As discoverability becomes an issue on the platform, developers will need to rely more heavily on social contexts to drive retention and installs. Games that are able to integrate social interactions smartly will be the winners.

Conclusions

Instant Games are still in their infancy, but the marketplace is maturing very quickly. Within a year, there already has been big shifts in what games work on the platform. Many games that were big on the platform a year ago are no longer (Galaga, Space Invaders, PAC-Man), and plenty of new hits have moved up the charts within the last months (Snake Mania, Cookie Crush).
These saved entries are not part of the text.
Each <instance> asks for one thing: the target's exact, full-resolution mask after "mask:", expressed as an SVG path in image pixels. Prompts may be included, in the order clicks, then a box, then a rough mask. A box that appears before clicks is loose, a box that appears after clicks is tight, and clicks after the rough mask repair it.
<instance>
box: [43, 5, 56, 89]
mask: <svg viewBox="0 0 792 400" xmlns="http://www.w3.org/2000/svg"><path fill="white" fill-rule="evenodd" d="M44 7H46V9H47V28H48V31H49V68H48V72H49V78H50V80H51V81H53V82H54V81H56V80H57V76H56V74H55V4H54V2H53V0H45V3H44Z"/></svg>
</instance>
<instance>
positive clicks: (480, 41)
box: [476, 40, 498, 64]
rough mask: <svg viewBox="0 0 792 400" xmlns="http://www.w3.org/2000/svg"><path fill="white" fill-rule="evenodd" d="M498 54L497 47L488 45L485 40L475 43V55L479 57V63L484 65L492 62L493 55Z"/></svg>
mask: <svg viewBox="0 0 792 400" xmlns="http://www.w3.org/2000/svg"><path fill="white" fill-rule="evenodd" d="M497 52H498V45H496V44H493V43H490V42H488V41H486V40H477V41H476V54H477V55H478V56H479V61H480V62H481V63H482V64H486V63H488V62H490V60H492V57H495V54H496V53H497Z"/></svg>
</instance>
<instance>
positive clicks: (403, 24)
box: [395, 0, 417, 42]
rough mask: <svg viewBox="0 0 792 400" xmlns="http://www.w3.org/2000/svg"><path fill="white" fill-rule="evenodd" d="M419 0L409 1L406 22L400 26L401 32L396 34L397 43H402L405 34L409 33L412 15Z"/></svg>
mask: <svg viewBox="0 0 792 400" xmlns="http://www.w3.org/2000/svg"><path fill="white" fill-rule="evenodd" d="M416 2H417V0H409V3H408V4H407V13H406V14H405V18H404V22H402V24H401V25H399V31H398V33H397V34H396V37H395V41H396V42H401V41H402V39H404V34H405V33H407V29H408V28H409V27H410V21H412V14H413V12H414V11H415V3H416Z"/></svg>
Instant Games games will be the “Wild West” for some time. As more developers join the fray and discoverability becomes an issue, the games’ design will need move towards making social-focused games on the platform. My recommendations for anyone looking to join the messenger gaming market:

    • This isn’t about UA for your mobile game: Instant Games is a platform on its own and can be a viable business model. Work with the platform holders and build an audience on messenger, don’t think of it as a new way to acquire users.
    • Retention isn’t easy: Without the install, its hard to stay relevant to your players. You have to stay on the player’s mind and drive social interactions to stay relevant.
    • Design for a useful Bot & a variety of Social Channels: Bots and social contexts are the only way to drive players back to your game, so create lots of ways your friends can work together and ensure your bot stays useful.
    • Don’t let social interactions get in the way of engagement: While social interactions are useful for pulling players back, don’t use social interactions to pace players. Don’t make players wait for their friends to play the game.
    • Social interactions between friends is where to focus: Despite many games success so far focusing on strangers, as the platform becomes more competitive the area to focus will be on strong social interactions between friends. This channel will drive sustained retention and engagement.

I’m really looking forward to the year ahead for messaging games – it’s going to be a wild one. I can assure you one thing for those who are building messenger games: It won’t be boring.